With detailed and specific codes, podiatry coding is a challenging process. Any mistake in selecting codes can lead to claim denials and thus reimbursement issues. The key to billing for orthotics lies in correct verification of the patient’s insurance coverage for durable medical equipment (DME). The CPT codes used for reporting orthotic and prosthetic management and training services were revised by differentiating between initial and subsequent encounters.

CPT codes

  • 97760 – Orthotic(s) management and training (including assessment and fitting when not otherwise reported), upper extremity(ies), lower extremity(ies) and/or trunk, initial orthotic(s) encounter, each 15 minutes.

(CPT code 97760 – the fitting of the functional orthotics, training in use, care and wearing time of the functional orthotics and brief instructions in exercises while the functional orthotics are in place. Specifically, this code refers to the initial encounter).

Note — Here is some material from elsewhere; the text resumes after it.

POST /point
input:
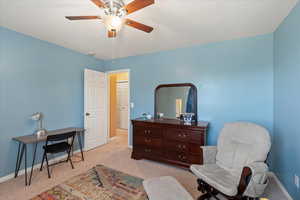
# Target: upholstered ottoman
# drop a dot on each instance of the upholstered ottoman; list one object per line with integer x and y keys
{"x": 165, "y": 188}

  • 97761 – Prosthetic(s) training, upper and/or lower extremity (ies), initial prosthetic(s) encounter, each 15 minutes.

(Healthcare providers need to use this CPT code for any prosthetics-related instructions or interventions, including – ADLs for UE and LE amputees, donning and doffing activities, walking for LE amputees, residual limb management, and prosthesis-related self care. This code applies only to the initial encounter).

  • 97763 – Orthotic(s)/prosthetic(s) management and/or training, upper extremity (ies), lower extremity (ies), and/or trunk, subsequent orthotic(s)/prosthetic(s) encounter, each 15 minutes.

(Providers must use CPT codes 97760 and 97761 only for initial encounters. CPT code 97763 – includes the same activities described by the other two codes, but is specifically reserved for subsequent encounters for modifications, fitting adjustments, and additional training regardless of whether the orthotic is custom made or prefabricated).